POLITIQUE
15/09/2015 05:45 EDT | Actualisé 15/09/2015 05:46 EDT

Élections fédérales 2015 : Google, le roi de l'évasion fiscale, finance le débat sur l'économie, dénonce un groupe

ASSOCIATED PRESS
FILE - In this June 2, 2015 file photo, Georgia Gov. Nathan Deal speaks during a ceremony announcing a $300 million expansion of Google's data center operations in Lithia Springs, Ga. Google Inc. on Thursday, July 15, 2015 reported second-quarter earnings of $3.41 billion. (AP Photo/David Goldman, File)

Le PDG de Google est peut-être « fier » de la manière dont sa compagnie évite de payer trop d'impôts, mais un groupe canadien de surveillance pense que le prochain débat sur l’économie devrait se dissocier du géant de la technologie.

Le Globe and Mail tient son débat des chefs sur l’économie jeudi soir en partenariat avec la chaîne CPAC et Google. Mais le groupe Canadiens pour une fiscalité équitable dit que l’implication de Google est un « conflit d’intérêts », étant donné que la compagnie transfère ses avoirs de pays en pays pour éviter de payer des impôts.

Le groupe se dit « préoccupé que l’enjeu [de l’évasion fiscale] ne recevra pas l’attention qu’il mérite en raison de l’implication de Google », selon un communiqué de presse envoyé aux médias mardi.

« Les compagnies comme Google devraient être le sujet d’un débat des chefs, pas le commanditaire », a dénoncé le directeur général Dennis Howlett. « Les Canadiens savent que des milliards de dollars sont réacheminés chaque année vers des endroits comme les îles Caïmans, les Bermudes et la Suisse par des compagnies qui veulent payer très peu ou pas de taxes. »

Pour une fiscalité équitable fait valoir que la division internationale de Google – qui inclut le Canada – a eu droit à des taux d’imposition aussi bas que 2,4% dans les dernières années.

Les pratiques fiscales douteuses de Google ne datent pas d'hier.
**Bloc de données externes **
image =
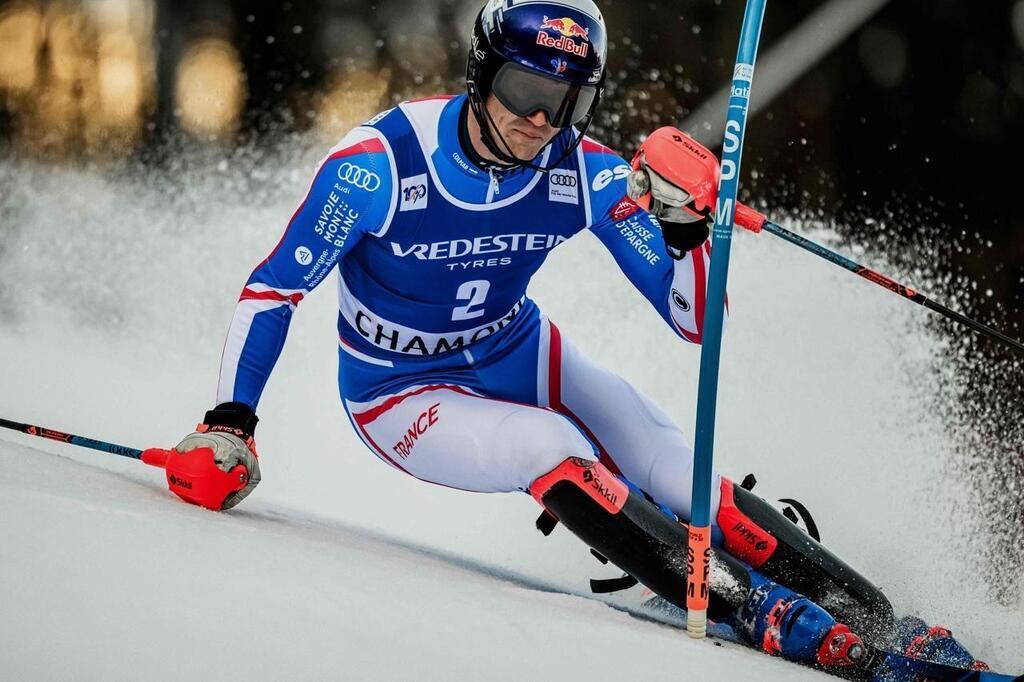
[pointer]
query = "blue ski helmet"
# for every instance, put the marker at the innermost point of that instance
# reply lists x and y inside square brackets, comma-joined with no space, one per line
[538,55]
Bloomberg a rapporté que le géant de la recherche avait évité de payer deux milliards de dollars US en 2011 pour avoir mis 9,8 milliards de son revenu mondial dans une société fictive aux Bermudes, via l’Irlande et les Pays-Bas.

Un an plus tard, Reuters a rapporté que la compagnie a payé l’équivalent de 55 millions de dollars US en taxes sur des revenus de 4,9 milliards en Grande-Bretagne en 2012 – un taux de 2,6%.

Le président de Google Eric Schmidt s’est contenté de dire dans une entrevue en décembre 2013 qu’il était « fier » de la façon dont la compagnie baisse ses impôts.

« On appelle cela le capitalisme », dit-il. « Nous sommes fièrement capitalistes. »

Le débat de jeudi, entre le chef conservateur Stephen Harper, le chef néodémocrate Thomas Mulcair et le chef libéral Justin Trudeau, sera diffusé sur CPAC en plus de YouTube, propriété de Google.

Google va payer aussi pour le sous-titrage de l’événement. Le rédacteur en chef du Globe and Mail David Walmsley va animer le débat, alors que la journaliste politique Jane Taber va tenir un panel avant et après.

Google n’avait pas encore répondu aux demandes d’entrevue du Huffington Post Canada au moment de publier.

Cet article initialement publié sur le Huffington Post Canada a été traduit de l’anglais par Catherine Lévesque.